Ihr Bruder habe immer gewusst, dass er den Hof nicht führen möchte. So managt heute Nicole den Hof zusammen mit ihren Eltern, die eigentlich pensioniert sind. "Mein Vater ist Spezialist im Reparieren der Maschinen, meine Mutter hilft bei den Tieren und kocht für uns." Die Unterstützung und Zusammenarbeit mit der älteren Generation sei wertvoll, und trotzdem geniesst sie ihren eigenen Haushalt.
"Es ist tragisch, dass manche Frauen auf landwirtschaftlichen Betrieben sozial so schlecht abgesichert sind."
Schwache Liquidität als faule Ausrede
Sie könne viel lernen von den Eltern, beispielsweise von der Mutter, die den Hofbesitz mit ihrem Mann geteilt hatte und stets versichert war: "Mir war lange nicht bewusst, dass es nicht normal ist, dass Frauen auf den Betrieben sozial abgesichert sind. Es ist tragisch, dass manche Frauen so schlecht versichert sind." Sie selber zahle ein für die AHV und die Säule 2b. Die Ausrede, dass zu wenig Geld für die soziale Absicherung der Frau vorhanden sei, zählt in ihren Augen nicht. "Der Buchhalter muss diese Kosten halt berücksichtigen, wenn beispielsweise ein neues Projekt geplant wird."
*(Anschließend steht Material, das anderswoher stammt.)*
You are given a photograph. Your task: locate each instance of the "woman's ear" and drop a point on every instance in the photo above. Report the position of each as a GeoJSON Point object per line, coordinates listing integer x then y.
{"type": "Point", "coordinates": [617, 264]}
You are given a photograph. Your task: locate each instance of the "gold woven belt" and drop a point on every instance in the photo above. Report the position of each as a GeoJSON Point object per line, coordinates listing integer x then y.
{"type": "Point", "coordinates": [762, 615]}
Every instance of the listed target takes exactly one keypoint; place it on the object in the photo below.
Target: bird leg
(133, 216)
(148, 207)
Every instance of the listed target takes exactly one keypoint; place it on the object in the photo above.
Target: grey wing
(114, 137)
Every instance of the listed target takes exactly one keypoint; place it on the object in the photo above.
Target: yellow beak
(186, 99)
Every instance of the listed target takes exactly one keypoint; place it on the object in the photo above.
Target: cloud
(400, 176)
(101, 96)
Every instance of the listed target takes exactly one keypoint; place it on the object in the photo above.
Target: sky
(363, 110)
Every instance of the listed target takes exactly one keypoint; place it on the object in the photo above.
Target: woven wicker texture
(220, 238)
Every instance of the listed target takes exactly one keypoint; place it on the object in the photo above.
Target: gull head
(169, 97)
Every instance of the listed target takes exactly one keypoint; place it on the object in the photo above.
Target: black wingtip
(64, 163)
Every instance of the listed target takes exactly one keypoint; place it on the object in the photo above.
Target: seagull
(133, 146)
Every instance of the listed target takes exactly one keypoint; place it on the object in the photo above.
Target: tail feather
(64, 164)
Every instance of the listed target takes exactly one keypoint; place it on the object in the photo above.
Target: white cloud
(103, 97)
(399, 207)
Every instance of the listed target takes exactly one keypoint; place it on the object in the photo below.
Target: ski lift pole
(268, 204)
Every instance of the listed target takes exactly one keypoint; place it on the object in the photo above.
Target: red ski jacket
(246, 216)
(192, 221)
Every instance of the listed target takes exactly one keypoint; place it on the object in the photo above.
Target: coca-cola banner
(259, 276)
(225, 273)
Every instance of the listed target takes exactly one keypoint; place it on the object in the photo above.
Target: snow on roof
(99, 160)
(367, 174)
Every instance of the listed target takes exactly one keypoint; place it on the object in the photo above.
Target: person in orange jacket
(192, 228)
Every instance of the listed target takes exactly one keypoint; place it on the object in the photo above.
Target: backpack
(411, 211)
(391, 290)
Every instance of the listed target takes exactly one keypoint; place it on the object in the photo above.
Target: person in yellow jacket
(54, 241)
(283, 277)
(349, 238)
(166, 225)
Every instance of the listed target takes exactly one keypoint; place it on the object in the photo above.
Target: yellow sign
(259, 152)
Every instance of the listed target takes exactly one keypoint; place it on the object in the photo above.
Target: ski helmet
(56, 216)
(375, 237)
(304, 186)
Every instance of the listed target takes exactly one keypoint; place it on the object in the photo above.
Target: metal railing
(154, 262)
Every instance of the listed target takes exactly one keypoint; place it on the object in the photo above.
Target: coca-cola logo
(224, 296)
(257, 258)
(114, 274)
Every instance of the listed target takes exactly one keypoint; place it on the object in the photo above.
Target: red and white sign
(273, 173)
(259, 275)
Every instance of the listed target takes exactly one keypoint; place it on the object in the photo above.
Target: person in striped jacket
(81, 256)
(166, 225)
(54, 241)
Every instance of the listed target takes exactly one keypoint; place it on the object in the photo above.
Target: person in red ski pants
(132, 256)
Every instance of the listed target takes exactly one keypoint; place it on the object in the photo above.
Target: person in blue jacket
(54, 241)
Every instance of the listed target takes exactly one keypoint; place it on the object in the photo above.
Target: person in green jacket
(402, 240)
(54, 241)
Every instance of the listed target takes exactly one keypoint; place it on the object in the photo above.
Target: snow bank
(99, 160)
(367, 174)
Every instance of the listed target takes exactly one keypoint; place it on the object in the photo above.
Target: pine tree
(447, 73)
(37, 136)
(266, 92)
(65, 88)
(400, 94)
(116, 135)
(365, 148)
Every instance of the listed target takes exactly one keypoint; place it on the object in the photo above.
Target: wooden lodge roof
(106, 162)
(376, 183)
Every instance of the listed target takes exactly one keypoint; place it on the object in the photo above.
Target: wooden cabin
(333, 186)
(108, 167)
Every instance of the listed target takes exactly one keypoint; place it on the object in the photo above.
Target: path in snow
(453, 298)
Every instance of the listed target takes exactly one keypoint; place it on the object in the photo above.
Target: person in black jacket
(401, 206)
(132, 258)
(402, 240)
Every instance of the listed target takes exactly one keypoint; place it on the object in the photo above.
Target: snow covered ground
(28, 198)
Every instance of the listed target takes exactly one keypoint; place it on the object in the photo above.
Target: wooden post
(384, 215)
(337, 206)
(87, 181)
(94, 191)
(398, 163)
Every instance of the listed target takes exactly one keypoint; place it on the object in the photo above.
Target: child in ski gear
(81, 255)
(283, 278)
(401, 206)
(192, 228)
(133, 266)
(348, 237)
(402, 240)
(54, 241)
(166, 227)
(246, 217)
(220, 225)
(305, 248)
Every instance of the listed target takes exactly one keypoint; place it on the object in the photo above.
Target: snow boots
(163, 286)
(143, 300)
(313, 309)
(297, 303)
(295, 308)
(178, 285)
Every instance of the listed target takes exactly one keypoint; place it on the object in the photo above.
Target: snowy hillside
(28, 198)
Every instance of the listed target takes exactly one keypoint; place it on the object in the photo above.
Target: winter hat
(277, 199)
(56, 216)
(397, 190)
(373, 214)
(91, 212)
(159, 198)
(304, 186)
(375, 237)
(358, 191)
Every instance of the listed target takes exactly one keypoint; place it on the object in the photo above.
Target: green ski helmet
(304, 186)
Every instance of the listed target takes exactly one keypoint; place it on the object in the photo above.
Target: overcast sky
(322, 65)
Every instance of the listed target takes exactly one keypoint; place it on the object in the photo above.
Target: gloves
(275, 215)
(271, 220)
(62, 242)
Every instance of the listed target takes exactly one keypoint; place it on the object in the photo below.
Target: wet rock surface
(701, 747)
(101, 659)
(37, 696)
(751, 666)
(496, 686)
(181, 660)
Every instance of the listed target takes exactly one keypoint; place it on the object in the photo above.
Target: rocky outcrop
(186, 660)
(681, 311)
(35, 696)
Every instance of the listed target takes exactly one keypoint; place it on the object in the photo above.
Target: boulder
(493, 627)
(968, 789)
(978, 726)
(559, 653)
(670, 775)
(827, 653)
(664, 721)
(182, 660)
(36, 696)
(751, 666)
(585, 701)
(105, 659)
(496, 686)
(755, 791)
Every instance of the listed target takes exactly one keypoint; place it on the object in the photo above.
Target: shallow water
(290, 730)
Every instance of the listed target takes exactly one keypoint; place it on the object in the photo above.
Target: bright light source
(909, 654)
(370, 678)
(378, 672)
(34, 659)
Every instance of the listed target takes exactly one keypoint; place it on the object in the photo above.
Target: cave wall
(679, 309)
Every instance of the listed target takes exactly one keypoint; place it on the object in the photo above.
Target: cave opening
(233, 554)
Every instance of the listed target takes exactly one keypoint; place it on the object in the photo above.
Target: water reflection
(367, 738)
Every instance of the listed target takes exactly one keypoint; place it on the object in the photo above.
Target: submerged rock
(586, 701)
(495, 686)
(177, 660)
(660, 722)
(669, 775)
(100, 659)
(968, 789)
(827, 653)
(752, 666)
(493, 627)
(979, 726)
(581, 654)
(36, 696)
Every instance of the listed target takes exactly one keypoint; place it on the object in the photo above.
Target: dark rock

Auch maschinell auf dem Betrieb ist Mühlestein gut organisiert. "Der Beruf ist körperlich anspruchsvoll und obwohl ich muskulös bin, habe ich schon Probleme mit dem Rücken", sagt sie und betont, dass eine gute Arbeitsorganisation viel körperliche Arbeit erleichtern kann.
Gleiche Leistung soll gleich bezahlt werden
Nicole Mühlestein kann die Arbeit auch am Frauenstreiktag nicht ablegen: "Ich muss mein Einkommen ja selber erwirtschaften." Für sie sei klar, dass gleiche Leistung auch gleich bezahlt werden soll, egal ob Mann oder Frau. Allerdings gäbe es auch viele Bereiche, die Frauen besser liegen würden als Männern. Und Frauen, die Gleichberechtigung einfordern, müssten sich bewusst sein, dass beispielsweise Militärdienst und Vaterschaftsurlaub auch eingeschlossen seien.
"Natürlich können auch Frauen einen Betrieb führen. Es ist alles eine Frage der Organisation."
Grundsätzlich findet Mühlestein, dass eine Frau den Betrieb gleich gut führen könne wie ein Mann. Es sei keine Frage des Geschlechts, sondern eine Einstellungssache und Frage der Motivation. Man habe es vielleicht etwas schwieriger als Frau in gewissen Branchen, gibt sie zu. Als Betriebsleiterin in der Landwirtschaft sei beispielsweise die Familienplanung nicht ganz einfach anzugehen: "Man muss sich in diesem Fall nicht nur gut organisieren, sondern die finanziellen Mittel müssen auch da sein, um sich eine Aushilfe leisten zu können."
Von der Frauenquote hält sie allerdings nichts. "Ich finde, dass die fähigste Person den Job besetzen soll. Es wäre schade, wenn die Qualität leidet, nur weil man aufgrund des Geschlechts nicht die besten Leute einstellen darf." In der Landwirtschaft sehe sie Potential für mehr Frauen. "Dank der besseren Mechanisierung und der technischen Fortschritte wird dieser Beruf für Frauen in Zukunft kein Hindernis mehr darstellen."